Abstract
Purpose: The effect of exercise training on lipid peroxidation and endogenous estrogens is not well understood in premenopausal women. Exercise effects on these variables could mediate observed associations of exercise with hormonally related cancers, including breast cancer. The purpose of the study is to determine the effect of 15 weeks of aerobic exercise on lipid peroxidation, endogenous estrogens, and body composition in young, healthy eumenorrheic women.
Methods: Fifteen sedentary premenopausal women (18-25 years) participated. Pre- and post-exercise training urine collection (three 24-h samples) started 48 h after most recent exercise session for analysis of a marker of lipid peroxidation (F2-isoprostane) and endogenous estrogens, including 2-hydroxyestrogens, 4-hydroxyestrogens, 16-α-hydroxyestrone, and ratios of these metabolites (2:16, 2:4). Body composition was measured by dual-energy X-ray absorptiometry, and F2-isoprostanes and estrogens were measured by gas chromatography-mass spectrometry.
Results: Aerobic exercise resulted in a 34% decrease in F2-isoprostane (P = 0.02), a 10% increase in fitness (P = 0.004), a 1.2 kg decrease in body mass (P = 0.007), and a 1.8 kg decrease in fat mass (P = 0.04). No significant changes were noted in estrogens.

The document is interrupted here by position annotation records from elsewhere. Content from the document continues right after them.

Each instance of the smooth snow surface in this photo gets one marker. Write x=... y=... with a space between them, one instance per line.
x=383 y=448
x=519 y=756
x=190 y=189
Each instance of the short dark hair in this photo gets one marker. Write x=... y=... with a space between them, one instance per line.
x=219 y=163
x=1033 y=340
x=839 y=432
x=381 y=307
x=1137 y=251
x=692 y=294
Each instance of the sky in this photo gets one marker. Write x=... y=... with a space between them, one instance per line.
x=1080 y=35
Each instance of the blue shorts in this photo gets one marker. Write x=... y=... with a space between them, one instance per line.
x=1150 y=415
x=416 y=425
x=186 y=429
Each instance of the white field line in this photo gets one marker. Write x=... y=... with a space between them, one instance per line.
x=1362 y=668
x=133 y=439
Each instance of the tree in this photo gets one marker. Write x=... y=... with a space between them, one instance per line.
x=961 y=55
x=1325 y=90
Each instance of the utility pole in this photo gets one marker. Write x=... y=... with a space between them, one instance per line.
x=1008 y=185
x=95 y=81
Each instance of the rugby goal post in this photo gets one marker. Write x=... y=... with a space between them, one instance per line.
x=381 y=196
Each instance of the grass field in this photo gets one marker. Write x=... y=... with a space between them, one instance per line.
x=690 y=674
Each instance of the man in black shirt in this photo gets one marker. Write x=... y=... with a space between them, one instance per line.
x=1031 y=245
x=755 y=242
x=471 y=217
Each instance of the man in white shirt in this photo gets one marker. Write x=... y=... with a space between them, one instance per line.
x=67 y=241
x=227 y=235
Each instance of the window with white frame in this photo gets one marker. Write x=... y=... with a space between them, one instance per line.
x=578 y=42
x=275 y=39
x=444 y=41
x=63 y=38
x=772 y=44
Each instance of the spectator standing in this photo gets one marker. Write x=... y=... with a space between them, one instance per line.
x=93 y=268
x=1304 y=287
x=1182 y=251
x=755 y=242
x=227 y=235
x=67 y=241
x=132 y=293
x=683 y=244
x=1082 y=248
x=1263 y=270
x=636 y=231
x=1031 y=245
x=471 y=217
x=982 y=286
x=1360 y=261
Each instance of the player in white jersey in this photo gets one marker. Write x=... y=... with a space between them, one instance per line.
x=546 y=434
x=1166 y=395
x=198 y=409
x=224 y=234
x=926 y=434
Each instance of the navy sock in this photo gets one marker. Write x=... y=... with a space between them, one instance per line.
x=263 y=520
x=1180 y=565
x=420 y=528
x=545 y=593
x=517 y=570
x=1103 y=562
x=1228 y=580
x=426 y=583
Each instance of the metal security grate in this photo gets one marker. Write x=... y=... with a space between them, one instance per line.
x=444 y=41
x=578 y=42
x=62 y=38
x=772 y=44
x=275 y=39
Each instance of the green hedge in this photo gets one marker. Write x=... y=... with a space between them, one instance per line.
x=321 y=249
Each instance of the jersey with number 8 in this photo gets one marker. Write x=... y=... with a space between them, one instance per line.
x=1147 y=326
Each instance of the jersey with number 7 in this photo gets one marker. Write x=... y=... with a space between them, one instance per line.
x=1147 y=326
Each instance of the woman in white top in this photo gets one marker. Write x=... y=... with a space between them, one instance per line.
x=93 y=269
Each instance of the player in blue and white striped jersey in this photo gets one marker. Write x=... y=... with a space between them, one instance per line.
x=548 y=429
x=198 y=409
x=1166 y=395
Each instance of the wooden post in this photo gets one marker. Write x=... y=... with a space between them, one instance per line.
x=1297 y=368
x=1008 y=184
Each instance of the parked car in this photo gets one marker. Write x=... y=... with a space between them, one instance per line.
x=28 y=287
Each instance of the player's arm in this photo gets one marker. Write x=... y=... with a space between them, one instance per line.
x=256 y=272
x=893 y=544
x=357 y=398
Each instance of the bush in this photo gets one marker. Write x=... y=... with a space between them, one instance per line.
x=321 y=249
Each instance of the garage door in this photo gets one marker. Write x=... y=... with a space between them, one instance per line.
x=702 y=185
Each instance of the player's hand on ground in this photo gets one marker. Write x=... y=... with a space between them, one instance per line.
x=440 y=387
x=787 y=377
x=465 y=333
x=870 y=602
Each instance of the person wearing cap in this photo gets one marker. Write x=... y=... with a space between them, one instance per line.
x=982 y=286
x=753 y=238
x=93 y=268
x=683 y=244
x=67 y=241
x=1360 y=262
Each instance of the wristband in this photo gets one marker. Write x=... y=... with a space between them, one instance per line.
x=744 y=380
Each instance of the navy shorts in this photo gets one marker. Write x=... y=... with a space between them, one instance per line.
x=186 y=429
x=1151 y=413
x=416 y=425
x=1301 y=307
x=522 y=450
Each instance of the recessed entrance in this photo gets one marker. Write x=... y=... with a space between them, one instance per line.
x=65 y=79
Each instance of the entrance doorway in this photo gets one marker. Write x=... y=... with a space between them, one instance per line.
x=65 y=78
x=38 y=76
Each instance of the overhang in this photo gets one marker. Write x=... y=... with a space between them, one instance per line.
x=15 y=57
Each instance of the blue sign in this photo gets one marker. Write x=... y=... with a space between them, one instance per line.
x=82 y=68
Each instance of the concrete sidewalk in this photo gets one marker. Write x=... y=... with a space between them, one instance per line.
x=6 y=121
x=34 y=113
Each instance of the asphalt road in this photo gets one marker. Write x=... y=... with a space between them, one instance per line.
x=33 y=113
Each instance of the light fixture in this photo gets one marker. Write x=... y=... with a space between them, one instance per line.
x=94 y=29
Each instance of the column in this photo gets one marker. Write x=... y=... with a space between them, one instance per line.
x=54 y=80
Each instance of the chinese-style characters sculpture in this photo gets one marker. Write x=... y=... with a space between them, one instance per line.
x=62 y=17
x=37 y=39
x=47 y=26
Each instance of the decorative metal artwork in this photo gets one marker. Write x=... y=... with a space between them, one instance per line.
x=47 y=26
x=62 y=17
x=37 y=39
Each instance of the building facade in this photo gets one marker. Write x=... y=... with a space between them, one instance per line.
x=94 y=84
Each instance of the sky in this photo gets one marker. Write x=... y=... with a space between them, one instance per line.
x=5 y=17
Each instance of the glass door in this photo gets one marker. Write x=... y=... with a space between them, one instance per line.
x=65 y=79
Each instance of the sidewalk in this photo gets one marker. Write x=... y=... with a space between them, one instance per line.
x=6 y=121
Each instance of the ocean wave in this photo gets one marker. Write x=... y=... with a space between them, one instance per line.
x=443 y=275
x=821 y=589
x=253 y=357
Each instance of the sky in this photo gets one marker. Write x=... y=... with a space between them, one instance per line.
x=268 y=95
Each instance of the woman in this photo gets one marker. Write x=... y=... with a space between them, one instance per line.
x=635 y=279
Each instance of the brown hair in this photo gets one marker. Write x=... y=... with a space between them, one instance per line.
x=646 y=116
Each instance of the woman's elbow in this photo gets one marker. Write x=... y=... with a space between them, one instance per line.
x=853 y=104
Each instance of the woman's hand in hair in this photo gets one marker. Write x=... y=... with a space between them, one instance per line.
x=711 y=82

Conclusions: The effect of exercise training on oxidative stress may be relevant to risk for hormonally related cancers. (Cancer Epidemiol Biomarkers Prev 2008;17(1):220–3)
Introduction
Exercise is associated with reduced risk for several types of cancer (1-4). Hypothesized mechanisms include changing estrogens, estrogen metabolism, and metabolic factors, such as reduction of excess body weight or, more specifically, excess body fat (5). However, evidence that exercise is associated with reduced risk for cancers unassociated with estrogens (lung and prostate) opens the possibility that the chemopreventive effects of exercise must extend beyond estrogens. We propose that exercise influences oxidative stress in a manner consistent with reduced cancer risk. F2-isoprostanes are a measure of oxidative stress relevant to the types of oxidative DNA damage observed in studies of cancer etiology. A recent case-control study observed a significant inverse association of this oxidative stress marker with risk for breast cancer (6). F2-isoprostane forms through lipid peroxidation reactions with hydroxyl radicals, the same radicals that form 8-hydroxydeoxyguanosine (8-OhdG) adducts when reacted with DNA. Furthermore, recent work shows that urinary levels of F2-isoprostane and 8-OhdG are correlated (7). Two noncontrolled exercise intervention studies in men have noted decreases in oxidative stress as measured by F2-isoprostanes (8, 9). The purpose of this study was to determine the effect of ∼15 weeks (three to four menstrual cycles) of aerobic exercise training on oxidative stress (F2-isoprostane), endogenous estrogen metabolites, and body composition in 15 young, healthy eumenorrheic women.
Materials and Methods
Study Design, Recruitment, and Eligibility
This study used a pre-post design with a three to four menstrual cycles intervention. Eligible women were 18 to 25 years old, sedentary (up to two moderate intensity exercise sessions per week for past 6 months), had a self-reported menstrual cycle length between 25 and 32 days, were nulliparous, had intact ovaries and uterus and a body mass index (BMI) between 18 and 40 kg/m2, and drank less than seven alcoholic beverages weekly. Exclusion criteria included hormonal contraception use in the past year, gynecologic problems (e.g. fibroids, endometriosis, and polycystic ovary syndrome), pregnancy within past 6 months, planning a pregnancy during the study, medical conditions that would prohibit vigorous exercise or would negatively affect our ability to test our primary aims, uncontrolled hypertension, cigarette smoking within past month, or plans to move away from the area during the study.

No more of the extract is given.